Awards: Library of Congress American Fiction Winner

James McBride will receive the 2024 Library of Congress Prize for American Fiction, which honors "an American literary writer whose body of work is distinguished not only for its mastery of the art but also for its originality of thought and imagination.... The award seeks to commend strong, unique, enduring voices that--throughout consistently accomplished careers--have told us something essential about the American experience." McBride will be presented with the award at the National Book Festival on August 24 before a conversation about his body of work.

"I'm honored to bestow the Library of Congress Prize for American Fiction on a writer as imaginative and knowing as James McBride," said Librarian of Congress Carla Hayden. "McBride knows the American soul deeply, reflecting our struggles and triumphs in his fiction, which so many readers have intimately connected with. I, also, am one of his enthusiastic readers."

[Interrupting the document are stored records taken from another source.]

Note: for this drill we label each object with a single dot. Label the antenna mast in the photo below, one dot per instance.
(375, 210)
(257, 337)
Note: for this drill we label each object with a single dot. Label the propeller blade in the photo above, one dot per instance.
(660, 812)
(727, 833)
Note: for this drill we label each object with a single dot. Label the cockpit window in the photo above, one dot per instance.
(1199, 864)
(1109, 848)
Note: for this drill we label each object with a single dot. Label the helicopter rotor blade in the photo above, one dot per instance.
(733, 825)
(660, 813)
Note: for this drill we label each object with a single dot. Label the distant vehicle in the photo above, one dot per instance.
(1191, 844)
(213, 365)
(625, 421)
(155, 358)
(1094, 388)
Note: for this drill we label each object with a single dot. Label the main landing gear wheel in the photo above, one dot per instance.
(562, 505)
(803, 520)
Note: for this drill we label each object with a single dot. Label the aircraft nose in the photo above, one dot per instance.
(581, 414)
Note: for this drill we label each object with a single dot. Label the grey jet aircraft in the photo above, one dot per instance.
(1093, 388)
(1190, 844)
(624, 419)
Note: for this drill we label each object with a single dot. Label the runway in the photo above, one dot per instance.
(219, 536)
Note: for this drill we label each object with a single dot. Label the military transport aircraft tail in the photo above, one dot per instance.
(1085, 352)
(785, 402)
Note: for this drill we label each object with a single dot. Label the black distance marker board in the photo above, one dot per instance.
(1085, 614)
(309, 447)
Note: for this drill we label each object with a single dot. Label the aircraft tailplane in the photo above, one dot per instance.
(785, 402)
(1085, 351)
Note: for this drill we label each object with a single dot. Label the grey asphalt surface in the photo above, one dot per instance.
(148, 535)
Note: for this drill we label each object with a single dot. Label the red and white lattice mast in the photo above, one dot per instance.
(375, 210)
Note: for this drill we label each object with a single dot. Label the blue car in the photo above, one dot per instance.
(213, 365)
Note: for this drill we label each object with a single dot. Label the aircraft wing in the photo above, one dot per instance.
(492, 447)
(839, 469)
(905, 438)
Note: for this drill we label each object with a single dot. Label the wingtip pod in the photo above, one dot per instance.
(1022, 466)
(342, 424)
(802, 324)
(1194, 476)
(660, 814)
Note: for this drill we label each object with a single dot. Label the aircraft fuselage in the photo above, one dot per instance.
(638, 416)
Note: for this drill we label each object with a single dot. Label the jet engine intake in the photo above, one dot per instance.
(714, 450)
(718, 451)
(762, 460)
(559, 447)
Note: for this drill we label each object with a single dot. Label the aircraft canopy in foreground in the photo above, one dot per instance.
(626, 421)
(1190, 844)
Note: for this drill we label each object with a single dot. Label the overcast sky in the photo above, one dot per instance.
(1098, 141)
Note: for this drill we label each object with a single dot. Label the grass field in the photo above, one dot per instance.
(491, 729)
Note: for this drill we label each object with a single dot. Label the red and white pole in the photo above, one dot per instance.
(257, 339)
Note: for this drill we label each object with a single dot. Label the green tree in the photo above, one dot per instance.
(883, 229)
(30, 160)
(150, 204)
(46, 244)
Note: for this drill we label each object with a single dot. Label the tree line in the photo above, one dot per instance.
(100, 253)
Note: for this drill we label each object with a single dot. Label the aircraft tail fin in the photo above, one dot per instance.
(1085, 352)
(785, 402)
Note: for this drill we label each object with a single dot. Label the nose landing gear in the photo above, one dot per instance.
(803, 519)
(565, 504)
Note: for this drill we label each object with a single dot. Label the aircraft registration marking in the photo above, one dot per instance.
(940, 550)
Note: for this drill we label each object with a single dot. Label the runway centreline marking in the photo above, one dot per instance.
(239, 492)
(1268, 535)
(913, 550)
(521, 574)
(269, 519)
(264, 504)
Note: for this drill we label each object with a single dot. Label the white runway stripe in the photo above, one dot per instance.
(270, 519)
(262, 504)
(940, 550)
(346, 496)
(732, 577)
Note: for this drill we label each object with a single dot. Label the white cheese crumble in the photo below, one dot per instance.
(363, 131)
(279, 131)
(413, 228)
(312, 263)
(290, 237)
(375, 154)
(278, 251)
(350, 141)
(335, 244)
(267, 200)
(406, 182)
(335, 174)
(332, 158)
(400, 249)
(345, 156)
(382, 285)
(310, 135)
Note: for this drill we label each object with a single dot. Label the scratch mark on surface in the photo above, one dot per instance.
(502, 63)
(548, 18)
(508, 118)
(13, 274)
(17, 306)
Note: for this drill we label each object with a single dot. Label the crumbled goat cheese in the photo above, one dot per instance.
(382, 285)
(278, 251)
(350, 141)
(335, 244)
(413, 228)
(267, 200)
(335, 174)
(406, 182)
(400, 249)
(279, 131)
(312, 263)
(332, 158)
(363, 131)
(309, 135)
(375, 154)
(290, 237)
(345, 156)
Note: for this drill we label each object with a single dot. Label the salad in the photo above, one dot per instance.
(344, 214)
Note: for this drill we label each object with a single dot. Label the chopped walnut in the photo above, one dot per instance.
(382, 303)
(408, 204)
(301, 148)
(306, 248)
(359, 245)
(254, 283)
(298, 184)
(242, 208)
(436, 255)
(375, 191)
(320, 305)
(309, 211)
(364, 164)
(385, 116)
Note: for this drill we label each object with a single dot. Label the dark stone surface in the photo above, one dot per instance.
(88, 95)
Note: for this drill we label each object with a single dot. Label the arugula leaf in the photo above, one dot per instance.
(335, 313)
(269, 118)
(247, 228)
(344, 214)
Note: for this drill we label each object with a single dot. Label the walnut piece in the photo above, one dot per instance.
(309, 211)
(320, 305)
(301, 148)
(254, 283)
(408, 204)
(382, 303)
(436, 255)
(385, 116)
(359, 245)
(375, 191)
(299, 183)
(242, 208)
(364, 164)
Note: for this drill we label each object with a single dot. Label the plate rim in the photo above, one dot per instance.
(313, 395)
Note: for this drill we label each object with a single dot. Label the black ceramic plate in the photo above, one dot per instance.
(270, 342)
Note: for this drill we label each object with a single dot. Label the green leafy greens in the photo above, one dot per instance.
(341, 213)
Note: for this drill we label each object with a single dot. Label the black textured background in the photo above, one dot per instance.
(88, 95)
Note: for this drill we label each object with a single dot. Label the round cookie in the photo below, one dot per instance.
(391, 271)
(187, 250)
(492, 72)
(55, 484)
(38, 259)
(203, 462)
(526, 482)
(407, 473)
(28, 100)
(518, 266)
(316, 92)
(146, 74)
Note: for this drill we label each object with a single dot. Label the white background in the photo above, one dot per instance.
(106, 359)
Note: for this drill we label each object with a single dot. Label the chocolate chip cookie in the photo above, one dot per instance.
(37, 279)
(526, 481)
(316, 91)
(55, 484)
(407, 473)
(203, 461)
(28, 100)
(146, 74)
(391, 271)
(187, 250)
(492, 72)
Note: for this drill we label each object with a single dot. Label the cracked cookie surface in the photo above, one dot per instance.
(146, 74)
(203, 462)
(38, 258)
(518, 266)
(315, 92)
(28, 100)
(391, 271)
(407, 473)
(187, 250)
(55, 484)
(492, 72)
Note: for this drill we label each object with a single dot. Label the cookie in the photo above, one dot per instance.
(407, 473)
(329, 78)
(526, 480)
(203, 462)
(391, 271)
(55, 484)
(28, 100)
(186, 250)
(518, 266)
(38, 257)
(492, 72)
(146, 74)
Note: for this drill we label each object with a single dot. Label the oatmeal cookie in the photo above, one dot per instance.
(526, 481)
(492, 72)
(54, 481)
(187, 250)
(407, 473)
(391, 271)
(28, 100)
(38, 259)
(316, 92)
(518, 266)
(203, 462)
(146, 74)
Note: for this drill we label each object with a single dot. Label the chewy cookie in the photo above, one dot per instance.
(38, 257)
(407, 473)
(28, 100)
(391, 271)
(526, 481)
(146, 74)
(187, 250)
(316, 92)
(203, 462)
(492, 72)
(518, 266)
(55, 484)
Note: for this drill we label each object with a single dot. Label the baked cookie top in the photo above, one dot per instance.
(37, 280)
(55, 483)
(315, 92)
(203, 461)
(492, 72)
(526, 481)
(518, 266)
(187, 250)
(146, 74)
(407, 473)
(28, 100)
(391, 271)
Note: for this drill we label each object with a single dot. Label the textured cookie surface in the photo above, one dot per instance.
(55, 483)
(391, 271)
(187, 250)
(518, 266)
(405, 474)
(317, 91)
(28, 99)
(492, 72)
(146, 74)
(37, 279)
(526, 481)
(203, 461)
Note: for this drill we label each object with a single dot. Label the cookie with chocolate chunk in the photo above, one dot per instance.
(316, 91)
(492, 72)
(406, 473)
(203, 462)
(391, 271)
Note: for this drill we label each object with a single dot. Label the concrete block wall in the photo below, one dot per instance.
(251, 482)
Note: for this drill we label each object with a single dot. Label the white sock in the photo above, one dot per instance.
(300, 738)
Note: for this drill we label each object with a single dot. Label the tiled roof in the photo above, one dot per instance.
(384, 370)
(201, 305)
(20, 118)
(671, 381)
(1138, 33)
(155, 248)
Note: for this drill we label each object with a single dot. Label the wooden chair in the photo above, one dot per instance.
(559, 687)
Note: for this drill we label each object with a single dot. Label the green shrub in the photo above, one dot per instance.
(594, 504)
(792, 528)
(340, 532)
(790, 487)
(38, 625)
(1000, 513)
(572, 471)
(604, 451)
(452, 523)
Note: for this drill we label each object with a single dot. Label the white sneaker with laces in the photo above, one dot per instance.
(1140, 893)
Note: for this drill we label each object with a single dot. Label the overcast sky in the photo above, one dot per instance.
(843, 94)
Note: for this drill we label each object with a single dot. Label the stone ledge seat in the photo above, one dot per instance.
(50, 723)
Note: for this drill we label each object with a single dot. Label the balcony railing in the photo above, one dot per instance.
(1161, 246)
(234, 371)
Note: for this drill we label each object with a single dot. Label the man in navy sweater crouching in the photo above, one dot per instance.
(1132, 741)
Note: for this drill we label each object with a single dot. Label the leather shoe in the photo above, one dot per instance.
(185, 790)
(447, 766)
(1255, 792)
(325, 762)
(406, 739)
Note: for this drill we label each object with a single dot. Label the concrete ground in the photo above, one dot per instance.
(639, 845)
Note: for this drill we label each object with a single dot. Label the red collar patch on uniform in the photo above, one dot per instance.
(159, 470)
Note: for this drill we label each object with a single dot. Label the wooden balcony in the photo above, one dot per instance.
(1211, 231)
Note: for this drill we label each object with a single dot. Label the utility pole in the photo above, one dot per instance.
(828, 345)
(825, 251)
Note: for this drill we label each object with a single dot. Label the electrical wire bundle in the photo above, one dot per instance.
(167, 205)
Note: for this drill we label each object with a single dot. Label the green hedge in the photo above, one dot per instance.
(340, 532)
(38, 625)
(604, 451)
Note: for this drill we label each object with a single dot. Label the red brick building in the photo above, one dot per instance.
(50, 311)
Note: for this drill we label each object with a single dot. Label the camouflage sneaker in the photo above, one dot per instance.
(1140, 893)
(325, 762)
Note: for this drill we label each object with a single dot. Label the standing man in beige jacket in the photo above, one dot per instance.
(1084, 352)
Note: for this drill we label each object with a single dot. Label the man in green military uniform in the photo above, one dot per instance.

McBride is the author of the The Heaven & Earth Grocery Store; Deacon King Kong; The Good Lord Bird, winner of the 2013 National Book Award for Fiction; The Color of Water; Song Yet Sung; the story collection Five-Carat Soul; and the James Brown biography Kill 'Em and Leave. His debut novel, Miracle at St. Anna, was adapted into a 2008 film. In 2016, McBride was awarded the National Humanities Medal. 

"I wish my mom were still alive to know about this," he said. "I'm delighted and honored. Does it mean I can use the Library? If so, I'm double thrilled."